IW: If you could make another DVD where money is no object, where would you shoot it and how would you go about putting it together?
Reilly: We are developing a series based on my podcast “Where’s My God Damn Medicine?” which will be kind of a combination of a musical variety show where I’m kind of at home, kind of like Jack Benny used to be and it’s fueled by my banker Max Anderson trying to get me to be more commercially viable. So we would shoot it a clubs and around Illinois, that would be kind of my pursuit of money making schemes that can support rock ‘n’ roll and propagate the music. We’re planning on shooting in the late fall, the first couple of episodes.

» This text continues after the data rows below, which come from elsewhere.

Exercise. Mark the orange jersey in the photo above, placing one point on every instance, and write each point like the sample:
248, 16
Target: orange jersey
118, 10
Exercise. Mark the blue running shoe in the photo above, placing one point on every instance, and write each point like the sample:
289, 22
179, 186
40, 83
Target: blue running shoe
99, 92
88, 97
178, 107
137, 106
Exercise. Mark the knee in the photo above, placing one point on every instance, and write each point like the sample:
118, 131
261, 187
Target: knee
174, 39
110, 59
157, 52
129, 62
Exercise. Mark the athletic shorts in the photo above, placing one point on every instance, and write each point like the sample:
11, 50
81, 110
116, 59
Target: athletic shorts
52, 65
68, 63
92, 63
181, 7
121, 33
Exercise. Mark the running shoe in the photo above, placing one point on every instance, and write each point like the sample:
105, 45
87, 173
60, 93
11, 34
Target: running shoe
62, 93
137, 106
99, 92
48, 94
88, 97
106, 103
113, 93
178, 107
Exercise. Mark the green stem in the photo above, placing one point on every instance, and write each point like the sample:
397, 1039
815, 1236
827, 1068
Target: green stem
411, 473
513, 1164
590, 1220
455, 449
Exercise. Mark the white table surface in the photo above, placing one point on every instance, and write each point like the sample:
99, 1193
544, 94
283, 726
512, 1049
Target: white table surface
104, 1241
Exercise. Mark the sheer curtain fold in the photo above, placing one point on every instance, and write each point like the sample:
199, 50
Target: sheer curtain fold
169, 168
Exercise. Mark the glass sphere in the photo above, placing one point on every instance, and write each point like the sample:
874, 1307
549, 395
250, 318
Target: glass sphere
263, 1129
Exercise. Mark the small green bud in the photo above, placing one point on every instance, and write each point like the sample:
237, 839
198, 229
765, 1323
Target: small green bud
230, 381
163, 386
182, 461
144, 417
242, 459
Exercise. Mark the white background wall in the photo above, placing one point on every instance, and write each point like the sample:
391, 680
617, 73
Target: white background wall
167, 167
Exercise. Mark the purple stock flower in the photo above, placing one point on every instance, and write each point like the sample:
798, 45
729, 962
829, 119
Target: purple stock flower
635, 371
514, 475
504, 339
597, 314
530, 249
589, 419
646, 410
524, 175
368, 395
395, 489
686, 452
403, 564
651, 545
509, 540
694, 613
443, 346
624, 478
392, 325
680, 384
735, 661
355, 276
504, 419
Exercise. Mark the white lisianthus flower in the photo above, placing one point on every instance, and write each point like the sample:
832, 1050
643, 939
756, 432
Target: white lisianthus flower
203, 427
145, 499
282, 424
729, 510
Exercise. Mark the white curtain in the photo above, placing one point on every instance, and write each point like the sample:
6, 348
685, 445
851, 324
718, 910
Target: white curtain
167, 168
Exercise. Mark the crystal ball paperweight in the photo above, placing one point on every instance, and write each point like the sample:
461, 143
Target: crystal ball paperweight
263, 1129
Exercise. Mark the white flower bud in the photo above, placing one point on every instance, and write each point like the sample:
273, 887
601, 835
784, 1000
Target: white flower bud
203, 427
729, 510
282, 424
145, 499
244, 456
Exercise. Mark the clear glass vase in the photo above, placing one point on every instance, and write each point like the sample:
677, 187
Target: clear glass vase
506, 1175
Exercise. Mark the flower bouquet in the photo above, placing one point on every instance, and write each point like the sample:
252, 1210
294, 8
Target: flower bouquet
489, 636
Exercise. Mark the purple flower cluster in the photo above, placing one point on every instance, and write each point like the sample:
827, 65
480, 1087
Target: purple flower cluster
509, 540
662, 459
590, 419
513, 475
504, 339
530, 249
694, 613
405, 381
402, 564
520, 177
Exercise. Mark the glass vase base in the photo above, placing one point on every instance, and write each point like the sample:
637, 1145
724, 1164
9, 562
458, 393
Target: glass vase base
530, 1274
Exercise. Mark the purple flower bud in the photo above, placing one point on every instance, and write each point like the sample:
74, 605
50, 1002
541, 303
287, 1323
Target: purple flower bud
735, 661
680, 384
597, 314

IW: You’ve seen “Willy Wonka and the Chocolate Factory,” have you considered a similar “golden ticket” concept or contest that would allow a hand full of lucky fans to get the full Ike Reilly experience? I’m talking about dinner and drinks with Ike before the show, back stage pass access, and an after party invitation; perhaps without the creepy Oompa Loompa vibe?
Reilly: I even thought of something better than that. We were going to do a film and a concert in the living room of my house outside of Chicago for 100 people that wanted to pay to come to do it, but it never materialized. With music before and drinks and a full concert, and then we were all going to go up to the local bar and have a party afterwards. I got busy, but I’m still going to try to do it. We just have to run background checks on guys like you.
IW: Innocent Words writer Paul Barrel was in a band called Ticks back in the day. He tells me that they opened for you at one of your shows. What did you think of their set?
Reilly: I can’t remember them, what are they called? Dude, I’ve done so many shows, I may not even have seen them. I mean, “I thought they were great.” You understand that I played 15 shows last month, I couldn’t possibly remember every band and I never sit and watch them because…you’ve got to get ready to perform. I can’t remember one band I’ve seen in the past two weeks. Not any discredit to the bands, they could be the next Kinks or Prince, but if you’re going to write songs and do your thing properly, you can’t be worried about what everyone else is doing.